I thought I turned off all logging, but that's okay.  I have a different way of accomplishing the same goal now.  Thanks for the help.

valnar

My other method wasn't better, so I reinstalled squid and squidguard after reflashing my CF again (always want to start clean).

It worked fine today until I rebooted due to high memory use.  This time the two services would not (and will not) start.
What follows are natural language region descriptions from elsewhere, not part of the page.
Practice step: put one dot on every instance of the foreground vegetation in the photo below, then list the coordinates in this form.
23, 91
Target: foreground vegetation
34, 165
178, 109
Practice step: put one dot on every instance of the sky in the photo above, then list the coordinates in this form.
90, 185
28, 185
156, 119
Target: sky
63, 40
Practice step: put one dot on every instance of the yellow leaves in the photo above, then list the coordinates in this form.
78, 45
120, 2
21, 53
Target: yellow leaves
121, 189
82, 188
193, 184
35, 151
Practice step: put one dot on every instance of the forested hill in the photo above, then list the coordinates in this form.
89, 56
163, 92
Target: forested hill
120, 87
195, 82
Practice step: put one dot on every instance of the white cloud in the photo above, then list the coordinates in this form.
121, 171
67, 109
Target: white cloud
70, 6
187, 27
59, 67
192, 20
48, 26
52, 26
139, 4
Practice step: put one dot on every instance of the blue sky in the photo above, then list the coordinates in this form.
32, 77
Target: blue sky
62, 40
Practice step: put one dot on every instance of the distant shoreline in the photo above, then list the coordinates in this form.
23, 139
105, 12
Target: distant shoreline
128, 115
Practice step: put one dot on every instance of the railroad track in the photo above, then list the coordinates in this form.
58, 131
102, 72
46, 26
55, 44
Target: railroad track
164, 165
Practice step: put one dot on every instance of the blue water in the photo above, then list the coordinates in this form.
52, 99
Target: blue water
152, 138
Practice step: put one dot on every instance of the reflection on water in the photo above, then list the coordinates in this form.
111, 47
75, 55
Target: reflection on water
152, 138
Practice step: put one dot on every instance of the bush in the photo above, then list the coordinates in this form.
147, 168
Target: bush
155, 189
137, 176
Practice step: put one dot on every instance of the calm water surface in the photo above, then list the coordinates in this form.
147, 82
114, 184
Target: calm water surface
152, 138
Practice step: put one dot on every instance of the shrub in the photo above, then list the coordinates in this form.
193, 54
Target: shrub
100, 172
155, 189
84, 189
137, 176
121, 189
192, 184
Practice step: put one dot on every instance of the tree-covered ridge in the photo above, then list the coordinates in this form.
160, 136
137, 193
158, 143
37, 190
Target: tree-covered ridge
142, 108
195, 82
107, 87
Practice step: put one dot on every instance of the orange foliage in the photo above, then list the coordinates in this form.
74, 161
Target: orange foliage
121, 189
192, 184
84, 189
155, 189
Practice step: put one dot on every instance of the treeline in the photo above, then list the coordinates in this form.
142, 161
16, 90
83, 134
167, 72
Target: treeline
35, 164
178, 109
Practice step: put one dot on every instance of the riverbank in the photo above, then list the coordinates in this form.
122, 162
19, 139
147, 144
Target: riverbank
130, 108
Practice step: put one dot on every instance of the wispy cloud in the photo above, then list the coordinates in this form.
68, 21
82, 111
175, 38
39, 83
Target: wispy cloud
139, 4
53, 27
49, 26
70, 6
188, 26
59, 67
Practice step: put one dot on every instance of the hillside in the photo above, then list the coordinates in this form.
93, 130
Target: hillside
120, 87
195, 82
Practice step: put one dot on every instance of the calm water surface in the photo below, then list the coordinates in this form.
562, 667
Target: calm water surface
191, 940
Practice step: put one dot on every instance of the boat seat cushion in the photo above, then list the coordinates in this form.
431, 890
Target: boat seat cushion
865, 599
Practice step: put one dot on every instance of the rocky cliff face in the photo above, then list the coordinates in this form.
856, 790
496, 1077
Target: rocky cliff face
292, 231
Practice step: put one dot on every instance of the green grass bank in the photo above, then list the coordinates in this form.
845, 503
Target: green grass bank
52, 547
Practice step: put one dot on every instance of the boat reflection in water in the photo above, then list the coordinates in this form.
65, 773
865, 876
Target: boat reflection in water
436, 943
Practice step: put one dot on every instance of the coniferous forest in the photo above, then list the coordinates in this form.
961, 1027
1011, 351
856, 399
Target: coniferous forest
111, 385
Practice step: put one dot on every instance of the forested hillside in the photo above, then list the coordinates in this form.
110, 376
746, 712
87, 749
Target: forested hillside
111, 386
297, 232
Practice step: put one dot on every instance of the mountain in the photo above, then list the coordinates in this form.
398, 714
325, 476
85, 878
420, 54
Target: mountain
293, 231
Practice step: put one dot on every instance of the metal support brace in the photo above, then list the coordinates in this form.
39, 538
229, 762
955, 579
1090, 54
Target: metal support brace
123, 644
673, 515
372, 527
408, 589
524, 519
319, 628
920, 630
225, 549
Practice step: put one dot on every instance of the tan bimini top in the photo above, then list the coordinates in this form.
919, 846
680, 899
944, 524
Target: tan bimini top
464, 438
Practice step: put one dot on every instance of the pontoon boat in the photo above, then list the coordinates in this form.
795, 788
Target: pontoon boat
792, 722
It won't start from the services page, and if I go into Proxy filter separately to start it instead, I get these errors on apply:

The following input errors were detected:

    * (B1) BLACKLIST 'ads' error: file '/var/db/squidGuard/ads' not found
    * (B1) BLACKLIST 'aggressive' error: file '/var/db/squidGuard/aggressive' not found
    * (B1) BLACKLIST 'audio-video' error: file '/var/db/squidGuard/audio-video' not found
    * (B1) BLACKLIST 'drugs' error: file '/var/db/squidGuard/drugs' not found
    * (B1) BLACKLIST 'gambling' error: file '/var/db/squidGuard/gambling' not found
    * (B1) BLACKLIST 'hacking' error: file '/var/db/squidGuard/hacking' not found
    * (B1) BLACKLIST 'mail' error: file '/var/db/squidGuard/mail' not found
    * (B1) BLACKLIST 'porn' error: file '/var/db/squidGuard/porn' not found
    * (B1) BLACKLIST 'proxy' error: file '/var/db/squidGuard/proxy' not found
    * (B1) BLACKLIST 'violence' error: file '/var/db/squidGuard/violence' not found
    * (B1) BLACKLIST 'warez' error: file '/var/db/squidGuard/warez' not found

Now, I never downloaded a blacklist file before, nor did I need one to use squidguard.  Do I have to now?

valnar

My services log on bootup, with squid entries only:

Nov 27 05:02:40 	squid[1359]: Squid Parent: child process 1361 exited with status 0
Nov 27 05:02:35 	php: : Creating squid cache subdirs in /var/squid/cache
Nov 27 05:02:32 	squid[1359]: Squid Parent: child process 1361 started
Nov 27 05:02:31 	squid[1249]: Squid Parent: child process 1251 exited with status 0
Nov 27 05:02:27 	php: : Creating squid cache subdirs in /var/squid/cache
Nov 27 05:02:21 	squid[1249]: Squid Parent: child process 1251 started
Nov 27 05:02:20 	squid[1215]: Squid Parent: child process 1217 exited with status 0
Nov 27 05:02:16 	php: : Creating squid cache subdirs in /var/squid/cache
Nov 27 05:02:11 	squid[1215]: Squid Parent: child process 1217 started
Nov 27 05:02:10 	squid[1181]: Squid Parent: child process 1183 exited with status 0
Nov 27 05:02:06 	php: : Creating squid cache subdirs in /var/squid/cache
Nov 27 05:02:01 	squid[1181]: Squid Parent: child process 1183 started
Nov 27 05:02:00 	squid[1147]: Squid Parent: child process 1150 exited with status 0
Nov 27 05:01:56 	php: : Creating squid cache subdirs in /var/squid/cache
Nov 27 05:01:51 	squid[1147]: Squid Parent: child process 1150 started
Nov 27 05:01:46 	php: : Creating squid cache subdirs in /var/squid/cache
Nov 27 05:01:44 	squid[1106]: Squid Parent: child process 1109 exited with status 0
Nov 27 05:01:40 	php: : Creating squid cache subdirs in /var/squid/cache
Nov 27 05:01:36 	squid[1106]: Squid Parent: child process 1109 started
Nov 27 05:01:35 	squid[1071]: Squid Parent: child process 1073 exited with status 0
Nov 27 05:01:31 	php: : Creating squid cache subdirs in /var/squid/cache
Nov 27 05:01:25 	squid[1071]: Squid Parent: child process 1073 started
Nov 27 05:01:20 	php: : Creating squid cache subdirs in /var/squid/cache
Nov 27 05:01:20 	php: : Creating Squid cache dir /var/squid/cache
Nov 27 05:01:20 	php: : Creating squid log dir /var/squid/log/

dvserg

Disable blacklist checkbox.

valnar

It already was disabled.  Both squid and squidguard services are not starting.